Names are public property — the bit of someone we can mostly use at will, and without fear of trespass. At the same time, names are not mere placeholders, but are, as the novelist Karl Ove Knausgaard observes, intimately connected with the inner life of the person named — the “secret and particular self” that others don’t see. This is why it is hurtful for a child when his name is altered for the purpose of teasing, or why an adult takes it to heart when someone they know has forgotten their name.
Great literary names combine in a couple of words something pertaining to both the public and private self — therein lies their greatness.

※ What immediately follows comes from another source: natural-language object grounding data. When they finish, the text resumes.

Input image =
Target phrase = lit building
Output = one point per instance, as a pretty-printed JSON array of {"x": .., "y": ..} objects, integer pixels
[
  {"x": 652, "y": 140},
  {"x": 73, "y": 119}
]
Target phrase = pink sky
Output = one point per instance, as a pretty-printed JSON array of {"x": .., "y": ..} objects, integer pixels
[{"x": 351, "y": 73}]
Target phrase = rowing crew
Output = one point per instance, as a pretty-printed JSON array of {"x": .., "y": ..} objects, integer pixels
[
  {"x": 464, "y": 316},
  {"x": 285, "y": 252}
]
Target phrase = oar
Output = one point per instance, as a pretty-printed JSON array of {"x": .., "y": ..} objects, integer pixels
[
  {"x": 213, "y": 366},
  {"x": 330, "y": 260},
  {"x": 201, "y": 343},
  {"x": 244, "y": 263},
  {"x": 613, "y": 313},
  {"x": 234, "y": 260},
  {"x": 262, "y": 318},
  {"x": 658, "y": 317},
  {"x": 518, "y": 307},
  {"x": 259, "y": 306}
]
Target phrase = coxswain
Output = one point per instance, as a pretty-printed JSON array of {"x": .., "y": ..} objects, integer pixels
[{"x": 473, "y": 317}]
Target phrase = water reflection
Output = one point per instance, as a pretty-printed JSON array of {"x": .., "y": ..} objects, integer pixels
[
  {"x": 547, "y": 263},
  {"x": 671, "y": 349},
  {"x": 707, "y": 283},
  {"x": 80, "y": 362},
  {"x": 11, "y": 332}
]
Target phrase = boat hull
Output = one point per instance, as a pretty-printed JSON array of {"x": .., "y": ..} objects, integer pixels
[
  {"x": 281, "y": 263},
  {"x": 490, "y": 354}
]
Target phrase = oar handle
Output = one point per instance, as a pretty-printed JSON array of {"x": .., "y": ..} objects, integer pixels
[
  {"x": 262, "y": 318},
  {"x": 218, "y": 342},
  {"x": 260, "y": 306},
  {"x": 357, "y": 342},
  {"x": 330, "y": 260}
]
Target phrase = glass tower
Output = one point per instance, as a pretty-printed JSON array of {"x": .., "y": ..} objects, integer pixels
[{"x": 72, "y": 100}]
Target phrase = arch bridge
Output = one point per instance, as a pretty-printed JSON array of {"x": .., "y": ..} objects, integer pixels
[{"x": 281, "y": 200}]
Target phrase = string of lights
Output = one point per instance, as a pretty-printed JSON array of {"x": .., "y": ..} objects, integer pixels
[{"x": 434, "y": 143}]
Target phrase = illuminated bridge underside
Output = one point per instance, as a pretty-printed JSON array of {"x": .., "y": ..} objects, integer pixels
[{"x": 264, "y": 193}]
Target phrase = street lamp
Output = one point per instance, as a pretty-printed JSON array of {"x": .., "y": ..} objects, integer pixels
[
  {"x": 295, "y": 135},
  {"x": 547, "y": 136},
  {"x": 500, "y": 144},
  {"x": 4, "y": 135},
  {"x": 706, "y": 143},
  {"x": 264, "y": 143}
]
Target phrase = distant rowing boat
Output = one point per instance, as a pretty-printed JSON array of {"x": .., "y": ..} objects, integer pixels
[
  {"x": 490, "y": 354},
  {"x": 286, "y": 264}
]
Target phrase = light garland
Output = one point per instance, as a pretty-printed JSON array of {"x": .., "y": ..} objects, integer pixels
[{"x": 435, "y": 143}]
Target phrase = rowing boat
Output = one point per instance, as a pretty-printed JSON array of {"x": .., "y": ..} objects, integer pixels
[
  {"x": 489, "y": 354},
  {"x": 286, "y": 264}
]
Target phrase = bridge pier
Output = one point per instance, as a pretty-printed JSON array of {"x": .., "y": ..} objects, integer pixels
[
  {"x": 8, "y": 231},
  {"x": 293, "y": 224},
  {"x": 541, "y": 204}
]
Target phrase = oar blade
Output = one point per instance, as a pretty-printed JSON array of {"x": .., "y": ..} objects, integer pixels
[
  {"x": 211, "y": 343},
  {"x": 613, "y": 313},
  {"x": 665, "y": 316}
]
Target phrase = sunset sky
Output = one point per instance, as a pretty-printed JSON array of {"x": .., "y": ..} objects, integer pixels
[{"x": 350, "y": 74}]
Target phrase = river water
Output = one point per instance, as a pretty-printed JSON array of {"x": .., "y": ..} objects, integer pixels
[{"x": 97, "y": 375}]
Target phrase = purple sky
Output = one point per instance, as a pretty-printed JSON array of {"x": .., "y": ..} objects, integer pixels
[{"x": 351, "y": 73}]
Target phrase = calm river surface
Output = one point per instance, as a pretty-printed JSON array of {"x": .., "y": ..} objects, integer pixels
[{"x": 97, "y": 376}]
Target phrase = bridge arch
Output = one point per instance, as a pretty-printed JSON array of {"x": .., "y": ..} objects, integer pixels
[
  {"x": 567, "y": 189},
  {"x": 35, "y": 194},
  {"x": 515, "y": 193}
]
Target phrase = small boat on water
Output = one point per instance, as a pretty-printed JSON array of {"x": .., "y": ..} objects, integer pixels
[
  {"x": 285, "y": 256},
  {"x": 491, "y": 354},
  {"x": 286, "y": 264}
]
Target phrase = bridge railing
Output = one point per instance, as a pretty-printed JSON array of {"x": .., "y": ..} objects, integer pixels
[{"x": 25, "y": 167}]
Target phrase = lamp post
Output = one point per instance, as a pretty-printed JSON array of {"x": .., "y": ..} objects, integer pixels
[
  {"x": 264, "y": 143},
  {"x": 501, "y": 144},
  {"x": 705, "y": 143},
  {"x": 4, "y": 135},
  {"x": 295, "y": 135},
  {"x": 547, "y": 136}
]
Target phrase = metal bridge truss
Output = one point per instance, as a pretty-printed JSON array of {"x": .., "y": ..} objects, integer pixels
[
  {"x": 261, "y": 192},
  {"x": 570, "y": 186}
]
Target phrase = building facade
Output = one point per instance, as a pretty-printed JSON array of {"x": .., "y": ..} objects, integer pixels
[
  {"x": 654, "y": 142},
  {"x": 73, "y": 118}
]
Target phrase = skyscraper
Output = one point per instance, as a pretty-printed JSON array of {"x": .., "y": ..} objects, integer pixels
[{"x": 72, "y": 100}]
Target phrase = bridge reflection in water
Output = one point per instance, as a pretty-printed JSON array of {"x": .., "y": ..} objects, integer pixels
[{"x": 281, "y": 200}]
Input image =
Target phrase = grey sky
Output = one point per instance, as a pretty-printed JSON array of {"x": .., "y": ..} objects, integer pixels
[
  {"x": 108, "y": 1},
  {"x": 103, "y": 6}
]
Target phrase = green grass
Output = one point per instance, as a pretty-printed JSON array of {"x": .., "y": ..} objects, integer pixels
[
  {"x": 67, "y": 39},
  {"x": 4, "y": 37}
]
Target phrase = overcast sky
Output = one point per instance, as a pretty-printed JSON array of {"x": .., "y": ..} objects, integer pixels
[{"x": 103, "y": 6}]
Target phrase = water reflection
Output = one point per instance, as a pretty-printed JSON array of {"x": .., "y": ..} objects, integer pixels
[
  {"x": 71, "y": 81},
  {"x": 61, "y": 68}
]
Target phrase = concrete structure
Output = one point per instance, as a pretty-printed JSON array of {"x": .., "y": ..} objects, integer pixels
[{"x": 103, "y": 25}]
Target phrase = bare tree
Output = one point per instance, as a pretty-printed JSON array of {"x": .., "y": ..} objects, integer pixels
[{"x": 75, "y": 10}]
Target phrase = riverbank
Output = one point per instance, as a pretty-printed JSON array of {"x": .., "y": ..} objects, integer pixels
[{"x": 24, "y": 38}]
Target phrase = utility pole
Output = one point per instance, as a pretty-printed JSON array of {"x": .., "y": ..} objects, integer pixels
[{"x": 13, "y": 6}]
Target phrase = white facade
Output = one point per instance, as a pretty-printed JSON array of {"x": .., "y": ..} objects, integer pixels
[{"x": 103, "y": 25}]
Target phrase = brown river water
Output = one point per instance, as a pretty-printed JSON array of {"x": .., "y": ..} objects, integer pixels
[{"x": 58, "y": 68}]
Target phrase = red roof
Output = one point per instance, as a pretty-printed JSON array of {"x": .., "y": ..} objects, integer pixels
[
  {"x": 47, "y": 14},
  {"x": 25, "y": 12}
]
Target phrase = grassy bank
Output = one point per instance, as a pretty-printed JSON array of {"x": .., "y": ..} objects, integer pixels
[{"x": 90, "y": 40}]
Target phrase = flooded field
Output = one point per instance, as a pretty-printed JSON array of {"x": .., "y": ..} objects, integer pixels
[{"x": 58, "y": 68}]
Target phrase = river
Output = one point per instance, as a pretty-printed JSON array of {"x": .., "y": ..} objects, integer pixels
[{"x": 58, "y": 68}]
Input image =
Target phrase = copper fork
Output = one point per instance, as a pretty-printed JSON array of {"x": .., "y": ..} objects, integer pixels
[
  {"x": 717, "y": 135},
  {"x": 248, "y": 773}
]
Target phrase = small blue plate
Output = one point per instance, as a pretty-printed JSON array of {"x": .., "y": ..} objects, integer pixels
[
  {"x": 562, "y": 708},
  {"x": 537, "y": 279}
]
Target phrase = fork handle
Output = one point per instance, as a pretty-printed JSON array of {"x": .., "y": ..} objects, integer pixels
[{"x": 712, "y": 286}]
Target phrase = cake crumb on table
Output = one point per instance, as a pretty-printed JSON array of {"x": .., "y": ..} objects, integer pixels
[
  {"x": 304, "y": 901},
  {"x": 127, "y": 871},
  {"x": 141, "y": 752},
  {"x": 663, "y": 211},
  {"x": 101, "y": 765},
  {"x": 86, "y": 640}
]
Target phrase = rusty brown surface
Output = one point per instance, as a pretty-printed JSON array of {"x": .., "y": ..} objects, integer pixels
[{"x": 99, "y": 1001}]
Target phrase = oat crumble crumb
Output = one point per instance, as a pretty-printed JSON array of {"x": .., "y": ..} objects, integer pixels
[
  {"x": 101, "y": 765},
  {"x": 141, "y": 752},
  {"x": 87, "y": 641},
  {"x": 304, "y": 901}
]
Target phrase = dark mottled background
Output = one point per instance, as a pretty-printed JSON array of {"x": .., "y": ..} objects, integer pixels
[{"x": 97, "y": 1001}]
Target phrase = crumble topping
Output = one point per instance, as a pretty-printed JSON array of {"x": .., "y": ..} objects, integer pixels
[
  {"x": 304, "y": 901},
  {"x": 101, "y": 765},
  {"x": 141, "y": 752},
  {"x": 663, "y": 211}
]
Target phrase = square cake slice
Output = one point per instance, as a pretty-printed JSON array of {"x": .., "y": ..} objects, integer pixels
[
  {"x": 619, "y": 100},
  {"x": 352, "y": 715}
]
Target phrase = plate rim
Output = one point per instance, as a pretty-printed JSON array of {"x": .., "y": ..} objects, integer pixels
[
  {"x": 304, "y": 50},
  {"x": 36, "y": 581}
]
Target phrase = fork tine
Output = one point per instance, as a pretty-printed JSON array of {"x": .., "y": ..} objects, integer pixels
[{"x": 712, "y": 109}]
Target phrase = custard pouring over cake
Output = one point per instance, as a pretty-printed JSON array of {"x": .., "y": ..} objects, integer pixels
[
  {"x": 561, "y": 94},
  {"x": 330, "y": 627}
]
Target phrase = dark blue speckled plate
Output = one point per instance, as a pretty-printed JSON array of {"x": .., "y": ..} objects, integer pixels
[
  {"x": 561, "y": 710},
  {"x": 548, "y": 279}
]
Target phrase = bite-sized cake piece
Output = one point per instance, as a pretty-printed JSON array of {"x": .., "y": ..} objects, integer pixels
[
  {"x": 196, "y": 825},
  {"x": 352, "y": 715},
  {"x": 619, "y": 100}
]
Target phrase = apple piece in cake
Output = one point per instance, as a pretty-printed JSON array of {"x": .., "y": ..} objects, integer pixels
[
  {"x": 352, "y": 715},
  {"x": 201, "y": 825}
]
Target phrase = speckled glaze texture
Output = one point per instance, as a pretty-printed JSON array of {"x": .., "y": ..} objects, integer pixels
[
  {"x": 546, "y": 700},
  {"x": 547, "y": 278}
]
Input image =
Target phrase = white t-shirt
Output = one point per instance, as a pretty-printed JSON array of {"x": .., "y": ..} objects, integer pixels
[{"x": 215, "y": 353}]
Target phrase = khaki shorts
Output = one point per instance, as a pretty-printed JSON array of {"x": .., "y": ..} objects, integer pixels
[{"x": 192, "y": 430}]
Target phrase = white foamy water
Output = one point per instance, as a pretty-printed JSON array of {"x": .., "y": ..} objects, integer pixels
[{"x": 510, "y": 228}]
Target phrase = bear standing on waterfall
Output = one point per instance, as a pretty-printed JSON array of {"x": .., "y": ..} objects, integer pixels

The problem today is therefore related to how these two aspects of the self are no longer disambiguated in the way they were when those great novels were written.
Until recently, few had a name which would be encountered in the media, only the famous. For everyone else, names were mediated only by conversation or bureaucracy. Writing on how this changed with the advent of social media, Knausgaard comments that “almost everyone I know has begun to treat their name” as “an advertisement of their own idea of who they are”.
Inevitably this means that fiction cannot function as fiction did before
The great literary names, by contrast, enable others to know the person better than they know themselves. There is no room in such a name for how the person wishes others to perceive who they are. This is just one of many examples of how our now-mediated existence “impedes on the way we see ourselves and seeps imperceptibly into our identities” as we “gradually recalibrate” everything in line to what we see as the “expectation” of an observing crowd. In short, says Knausgaard, “we are at a point where everything is either fiction or seen as fiction”.
Inevitably this means that fiction cannot function as fiction did before. The question is what becomes of the novel when most individual lives are narrativised and fictionalised as they are lived, and this is not yet clear. What is becoming clear in the meantime, however, is how strangely mythic politics will look in this fictitious world which can longer separate real events from their concurrent mediation — a world in which embodied archetypes inhabit collective expectations, where leaders are those who can be known by others better than they know themselves — and where, as Bachmann puts it, someone’s name again becomes “so convincing that we accept it unquestioningly”, “commit it to memory” and “keep company with it” in everyday life.